このような機序により,COVID-19においては血管内皮障害と微小血栓形成がみられることから,当初thrombotic microangiopathy(TMA)類似の病態も想定された.確かにCOVID-19においても補体の活性化やADAMTS13の低下がみられることは事実であるが,TMAの特徴である血小板減少や溶血の程度は比較的軽く,これらはいずれも炎症に起因する二次的な変化であり,病態の主役は炎症と内皮細胞障害と捉えるのが妥当であろう3).

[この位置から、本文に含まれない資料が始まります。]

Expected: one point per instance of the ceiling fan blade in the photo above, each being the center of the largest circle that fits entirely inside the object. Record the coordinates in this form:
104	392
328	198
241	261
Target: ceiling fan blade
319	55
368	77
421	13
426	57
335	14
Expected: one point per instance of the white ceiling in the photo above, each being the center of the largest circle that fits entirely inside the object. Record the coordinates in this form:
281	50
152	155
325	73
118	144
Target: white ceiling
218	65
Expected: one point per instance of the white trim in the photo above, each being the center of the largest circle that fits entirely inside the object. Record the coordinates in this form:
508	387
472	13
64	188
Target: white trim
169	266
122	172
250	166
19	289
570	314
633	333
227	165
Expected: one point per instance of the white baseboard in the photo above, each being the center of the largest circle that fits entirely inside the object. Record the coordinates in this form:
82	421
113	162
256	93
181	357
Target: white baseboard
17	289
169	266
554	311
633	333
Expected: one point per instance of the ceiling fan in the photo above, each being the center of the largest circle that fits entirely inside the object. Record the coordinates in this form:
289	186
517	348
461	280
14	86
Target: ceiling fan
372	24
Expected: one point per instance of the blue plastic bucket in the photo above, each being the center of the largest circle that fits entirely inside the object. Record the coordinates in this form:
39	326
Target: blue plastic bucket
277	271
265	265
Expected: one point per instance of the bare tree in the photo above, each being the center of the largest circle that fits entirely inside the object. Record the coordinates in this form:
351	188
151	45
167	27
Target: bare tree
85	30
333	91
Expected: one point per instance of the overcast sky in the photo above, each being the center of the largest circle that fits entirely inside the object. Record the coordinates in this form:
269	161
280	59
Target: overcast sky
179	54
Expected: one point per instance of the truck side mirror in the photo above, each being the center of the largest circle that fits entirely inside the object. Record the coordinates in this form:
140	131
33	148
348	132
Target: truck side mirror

他にCOVID-19において興味深いのは高リン脂質抗体の出現である.これはCOVID-19では,若年者や基礎疾患がみられない場合においても脳梗塞をはじめとする動脈塞栓例の報告がみられることから,にわかに注目を集めた.しかし実際にループスアンチコアグラントやanti-β2-glycoprotein I抗体の確認は報告されているものの,抗体の種類や量的な考察は不十分であり,実際にどの程度血栓形成に関与しているのかは未だ不明である.
敗血症においても肺塞栓の原因として最も多いのは深部静脈血栓(deep vein thrombosis: DVT)である.COVID-19においてもDVTの高い合併率が広く認知され,その頻度は中等症以下で10%程度,重症になると40%に及ぶとされている.したがってICU管理において下肢や心臓超音波検査の実施が重要な項目となっている.そして入院例においては低分子ヘパリンを用いた血栓予防をルーチンに行うことが国際ガイドラインにおいても推奨されている4).しかしここで注目すべきことは,予防的な抗凝固療法を実施しても肺塞栓症の発生頻度は依然として高いという事実である.COVID-19においてはDVTの塞栓化以外に,肺胞毛細血管内に生じた微小血栓が増大しつつ中枢に進展することで肺塞栓をきたす,in situ thrombosisの頻度が高いことが報告されており,このような肺塞栓は造影CT検査において,しばしば区域枝や亜区域枝以下の肺動脈内血栓として描出される.In situ thrombosisを防ぐためには,単にヘパリンの量を増やすだけの対応では不十分であり,根底にある炎症の制御と血管内皮保護が必要であることは想像に難くない.したがって今後はこのような治療の開発も必要になっていくと思われる.ただし現時点で我々がなすべきことは,肺の微小血栓形成をD-dimerが正常値上限の倍以上に増加するという微妙な変化で察知し,他に臨床症状が乏しくとも積極的に抗凝固療法を実施していくことと考える.
COVID-19は血栓症のハイリスクであり,積極的な予防的抗凝固療法の対象である.それとともにSARS-CoV-2の主たる標的は,肺胞上皮と血管内皮細胞であることを認識してその保護的な治療戦略をとるが必要である.炎症と凝固が病態を進展させる上で両輪となっていることは敗血症性DICと同様であり,この分野で世界をリードしてきた本邦から積極的に情報が発信されることを期待する.